Celestino António faz o mesmo trabalho há 12 anos e, diferente do seu colega, disse não ter receio de o assumir, porque parte do princípio de que não está a roubar a ninguém.
“É o único pão que tenho. Não posso me envergonhar dele”, realçou, reconhecendo que também já foi alvo de discriminação.
Paulo Nataniel, por sua vez, confessa não ter sido fácil nos primeiros dias, devido à especificidade do trabalho.
“Não é fácil ver dejectos alheios. Só mesmo a necessidade de sustentar as nossas famílias nos leva a fazer isso”, sublinhou.
Paulo Nataniel contou que, certa vez, enquanto limpava a fossa de uma casa, um dos membros da família decidiu usar a sanita.

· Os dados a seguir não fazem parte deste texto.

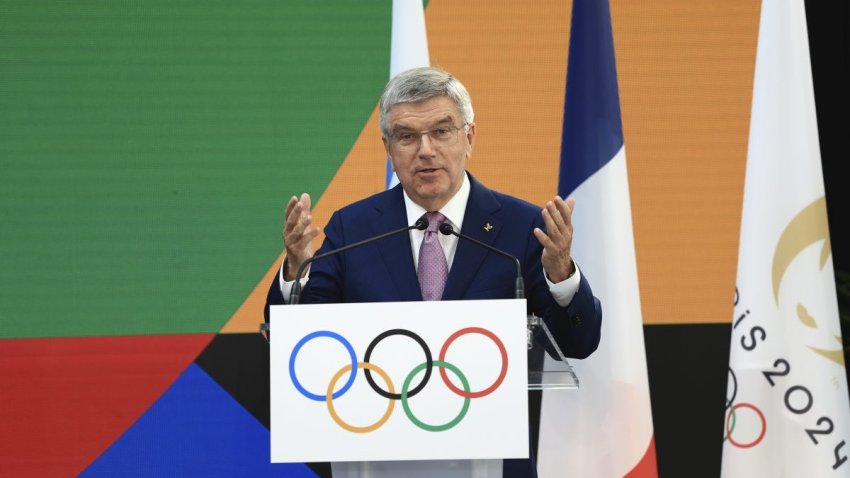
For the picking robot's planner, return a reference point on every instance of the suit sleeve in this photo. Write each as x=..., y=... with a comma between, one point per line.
x=576, y=327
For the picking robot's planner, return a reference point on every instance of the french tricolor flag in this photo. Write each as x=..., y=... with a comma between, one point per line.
x=604, y=428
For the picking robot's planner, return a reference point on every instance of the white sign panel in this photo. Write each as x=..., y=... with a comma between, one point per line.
x=433, y=381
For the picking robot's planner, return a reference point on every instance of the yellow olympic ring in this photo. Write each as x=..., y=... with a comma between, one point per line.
x=329, y=398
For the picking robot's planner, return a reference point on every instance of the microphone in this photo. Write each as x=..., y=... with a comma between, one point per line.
x=420, y=224
x=447, y=229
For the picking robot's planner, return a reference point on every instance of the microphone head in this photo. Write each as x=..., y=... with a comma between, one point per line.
x=421, y=223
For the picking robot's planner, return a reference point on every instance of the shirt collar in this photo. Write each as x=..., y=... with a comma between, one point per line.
x=454, y=210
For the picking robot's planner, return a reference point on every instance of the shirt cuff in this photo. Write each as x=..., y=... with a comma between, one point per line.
x=286, y=286
x=564, y=291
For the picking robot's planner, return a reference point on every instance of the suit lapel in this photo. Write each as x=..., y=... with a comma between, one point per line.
x=481, y=221
x=395, y=250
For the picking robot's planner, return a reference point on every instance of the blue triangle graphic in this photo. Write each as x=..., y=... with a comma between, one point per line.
x=194, y=429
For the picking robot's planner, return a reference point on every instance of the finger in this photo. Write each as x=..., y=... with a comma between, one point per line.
x=564, y=209
x=553, y=230
x=304, y=221
x=290, y=205
x=305, y=201
x=545, y=241
x=308, y=237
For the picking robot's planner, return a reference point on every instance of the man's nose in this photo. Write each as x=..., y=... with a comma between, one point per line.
x=426, y=147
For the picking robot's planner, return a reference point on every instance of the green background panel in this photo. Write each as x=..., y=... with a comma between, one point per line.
x=147, y=150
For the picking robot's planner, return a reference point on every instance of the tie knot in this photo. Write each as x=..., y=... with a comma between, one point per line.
x=435, y=219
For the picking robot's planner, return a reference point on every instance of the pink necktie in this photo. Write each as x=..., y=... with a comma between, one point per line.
x=433, y=268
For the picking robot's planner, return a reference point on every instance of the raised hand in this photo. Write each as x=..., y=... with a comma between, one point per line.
x=558, y=239
x=298, y=234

“Se não estivesse atento, o dejecto cairia todo por cima de mim”, lembrou. Neste dia, continuou, ponderou colocar um ponto final naquele trabalho. “Não foi fácil”, acentuou.
Miguel Ricardo dedica-se à limpeza da casa de banho de uma instituição comercial no centro da cidade. Disse estar nisso há nove meses. Contou que muitos usuários do espaço não o respeitam, apesar de ser a pessoa que garante a higiene do lugar que eles utilizam.

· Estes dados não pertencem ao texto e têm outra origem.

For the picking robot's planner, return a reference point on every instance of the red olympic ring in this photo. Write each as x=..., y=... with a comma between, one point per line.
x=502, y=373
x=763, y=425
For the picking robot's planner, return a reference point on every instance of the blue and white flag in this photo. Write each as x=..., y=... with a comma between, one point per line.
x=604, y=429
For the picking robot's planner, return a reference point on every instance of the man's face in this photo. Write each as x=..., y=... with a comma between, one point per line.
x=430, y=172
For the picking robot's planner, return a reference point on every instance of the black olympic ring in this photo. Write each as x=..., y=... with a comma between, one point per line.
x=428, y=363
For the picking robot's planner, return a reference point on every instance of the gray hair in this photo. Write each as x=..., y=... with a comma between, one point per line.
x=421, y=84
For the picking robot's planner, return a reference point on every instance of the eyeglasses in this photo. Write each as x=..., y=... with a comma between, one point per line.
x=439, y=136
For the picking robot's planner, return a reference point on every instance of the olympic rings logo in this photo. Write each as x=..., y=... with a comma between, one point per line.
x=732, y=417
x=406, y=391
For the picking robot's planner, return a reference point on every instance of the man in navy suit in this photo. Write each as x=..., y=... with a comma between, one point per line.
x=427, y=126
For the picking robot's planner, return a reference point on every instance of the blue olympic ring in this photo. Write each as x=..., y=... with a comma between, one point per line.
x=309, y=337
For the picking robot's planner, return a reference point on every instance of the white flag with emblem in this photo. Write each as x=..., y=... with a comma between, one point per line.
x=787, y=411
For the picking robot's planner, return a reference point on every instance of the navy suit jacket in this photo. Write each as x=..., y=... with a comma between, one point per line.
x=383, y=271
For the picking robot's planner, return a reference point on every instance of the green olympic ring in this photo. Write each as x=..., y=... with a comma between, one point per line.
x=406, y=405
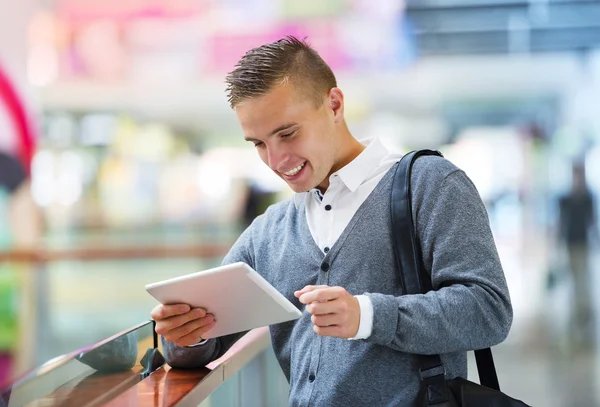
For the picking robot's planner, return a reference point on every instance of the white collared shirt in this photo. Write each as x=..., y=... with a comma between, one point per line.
x=329, y=214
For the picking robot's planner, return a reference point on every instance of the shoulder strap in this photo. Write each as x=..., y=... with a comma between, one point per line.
x=415, y=280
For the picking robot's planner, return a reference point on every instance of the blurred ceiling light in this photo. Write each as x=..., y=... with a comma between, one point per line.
x=213, y=178
x=42, y=65
x=9, y=139
x=43, y=59
x=101, y=50
x=42, y=178
x=70, y=178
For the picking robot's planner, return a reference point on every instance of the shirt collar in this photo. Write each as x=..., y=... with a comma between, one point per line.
x=357, y=170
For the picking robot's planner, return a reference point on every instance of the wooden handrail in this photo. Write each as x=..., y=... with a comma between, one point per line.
x=169, y=387
x=91, y=253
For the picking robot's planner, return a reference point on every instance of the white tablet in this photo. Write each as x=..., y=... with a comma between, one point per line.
x=238, y=297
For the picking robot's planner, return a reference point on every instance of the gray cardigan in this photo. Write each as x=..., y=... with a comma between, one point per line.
x=468, y=309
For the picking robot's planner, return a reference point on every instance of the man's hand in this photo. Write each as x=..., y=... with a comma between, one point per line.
x=335, y=312
x=180, y=324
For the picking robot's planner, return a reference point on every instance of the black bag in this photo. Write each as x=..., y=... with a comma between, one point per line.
x=435, y=389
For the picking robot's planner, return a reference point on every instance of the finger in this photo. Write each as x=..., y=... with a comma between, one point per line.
x=322, y=308
x=321, y=294
x=165, y=311
x=307, y=289
x=174, y=335
x=164, y=326
x=195, y=336
x=326, y=320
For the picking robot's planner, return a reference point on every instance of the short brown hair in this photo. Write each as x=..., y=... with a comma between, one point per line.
x=288, y=60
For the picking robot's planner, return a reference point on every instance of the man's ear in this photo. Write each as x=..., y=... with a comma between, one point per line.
x=336, y=104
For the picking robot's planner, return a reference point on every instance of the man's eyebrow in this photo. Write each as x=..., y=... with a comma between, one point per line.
x=277, y=130
x=283, y=127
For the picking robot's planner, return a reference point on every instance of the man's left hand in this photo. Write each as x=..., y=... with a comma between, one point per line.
x=335, y=312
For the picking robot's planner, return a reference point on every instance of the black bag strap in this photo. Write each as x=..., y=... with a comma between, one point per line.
x=415, y=280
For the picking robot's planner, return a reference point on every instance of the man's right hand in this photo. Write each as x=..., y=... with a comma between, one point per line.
x=180, y=324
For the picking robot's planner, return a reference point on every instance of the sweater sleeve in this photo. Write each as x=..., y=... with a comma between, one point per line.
x=201, y=355
x=469, y=306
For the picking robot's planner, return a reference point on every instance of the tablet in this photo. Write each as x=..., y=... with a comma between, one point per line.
x=238, y=297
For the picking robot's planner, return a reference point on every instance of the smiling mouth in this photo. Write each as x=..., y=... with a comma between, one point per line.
x=294, y=171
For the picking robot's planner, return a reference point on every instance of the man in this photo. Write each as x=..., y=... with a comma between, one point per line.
x=577, y=224
x=329, y=249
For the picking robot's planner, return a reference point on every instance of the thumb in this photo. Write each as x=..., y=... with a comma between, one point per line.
x=308, y=289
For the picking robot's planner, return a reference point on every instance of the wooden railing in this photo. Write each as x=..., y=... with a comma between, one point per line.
x=176, y=387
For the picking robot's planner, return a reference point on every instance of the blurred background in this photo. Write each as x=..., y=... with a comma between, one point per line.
x=121, y=163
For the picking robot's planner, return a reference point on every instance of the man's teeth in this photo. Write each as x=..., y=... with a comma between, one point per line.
x=294, y=171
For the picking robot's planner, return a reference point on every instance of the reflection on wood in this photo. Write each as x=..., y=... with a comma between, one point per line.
x=163, y=388
x=89, y=390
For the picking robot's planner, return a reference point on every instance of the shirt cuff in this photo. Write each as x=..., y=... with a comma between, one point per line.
x=196, y=344
x=365, y=325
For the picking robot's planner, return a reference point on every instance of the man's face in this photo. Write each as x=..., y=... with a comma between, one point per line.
x=293, y=137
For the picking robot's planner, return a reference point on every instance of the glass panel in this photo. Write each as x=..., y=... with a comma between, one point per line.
x=90, y=375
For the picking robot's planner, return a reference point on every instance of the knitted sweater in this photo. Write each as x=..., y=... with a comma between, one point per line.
x=469, y=308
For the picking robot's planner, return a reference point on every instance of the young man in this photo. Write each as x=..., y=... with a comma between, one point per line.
x=329, y=249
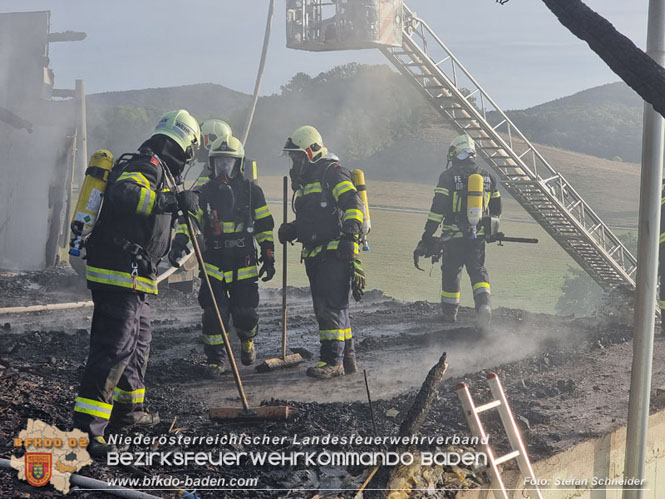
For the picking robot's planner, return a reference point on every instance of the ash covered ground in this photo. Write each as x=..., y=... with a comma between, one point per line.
x=567, y=379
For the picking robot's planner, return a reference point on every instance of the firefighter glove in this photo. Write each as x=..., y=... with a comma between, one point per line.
x=268, y=265
x=347, y=247
x=287, y=232
x=357, y=280
x=166, y=202
x=178, y=249
x=188, y=202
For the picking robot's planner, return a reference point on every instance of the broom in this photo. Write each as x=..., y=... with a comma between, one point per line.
x=228, y=413
x=295, y=358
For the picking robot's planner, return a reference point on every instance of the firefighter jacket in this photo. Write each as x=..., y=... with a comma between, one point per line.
x=450, y=196
x=232, y=216
x=327, y=205
x=130, y=238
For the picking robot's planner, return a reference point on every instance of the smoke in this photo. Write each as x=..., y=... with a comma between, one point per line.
x=36, y=167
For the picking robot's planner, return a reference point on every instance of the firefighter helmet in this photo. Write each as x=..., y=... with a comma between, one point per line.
x=226, y=157
x=183, y=128
x=462, y=147
x=213, y=129
x=308, y=140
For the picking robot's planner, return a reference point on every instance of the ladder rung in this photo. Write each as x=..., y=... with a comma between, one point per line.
x=507, y=457
x=488, y=406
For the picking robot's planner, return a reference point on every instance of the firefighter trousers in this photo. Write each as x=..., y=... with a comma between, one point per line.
x=330, y=284
x=470, y=253
x=238, y=300
x=112, y=388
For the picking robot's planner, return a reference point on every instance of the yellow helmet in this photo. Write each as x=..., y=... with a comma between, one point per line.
x=308, y=140
x=226, y=157
x=213, y=129
x=183, y=128
x=462, y=147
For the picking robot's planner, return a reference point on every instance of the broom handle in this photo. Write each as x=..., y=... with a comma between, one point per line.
x=284, y=266
x=199, y=258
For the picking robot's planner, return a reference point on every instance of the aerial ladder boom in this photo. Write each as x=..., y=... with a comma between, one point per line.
x=543, y=192
x=420, y=55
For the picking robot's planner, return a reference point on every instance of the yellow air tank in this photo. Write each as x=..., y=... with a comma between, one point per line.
x=474, y=201
x=359, y=182
x=90, y=199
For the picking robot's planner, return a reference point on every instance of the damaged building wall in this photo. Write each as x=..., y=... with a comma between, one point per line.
x=36, y=147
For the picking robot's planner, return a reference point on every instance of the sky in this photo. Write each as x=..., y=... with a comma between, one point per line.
x=518, y=52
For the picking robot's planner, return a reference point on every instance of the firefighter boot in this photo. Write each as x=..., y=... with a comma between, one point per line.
x=248, y=352
x=323, y=370
x=349, y=363
x=145, y=419
x=215, y=370
x=448, y=313
x=483, y=311
x=98, y=448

“Há pessoas que entram aqui e não se preocupam, sequer, em oferecer um bom dia. É como se eu fosse invisível”, lamentou.
Como agravante, salientou, há muita gente que faz uso das casas de banho e não coloca água, tarefa que depois acaba por sobrar para eles.
“É uma autêntica falta de respeito. Apesar de trabalhar nessa área, também merecemos ser respeitados”, frisou.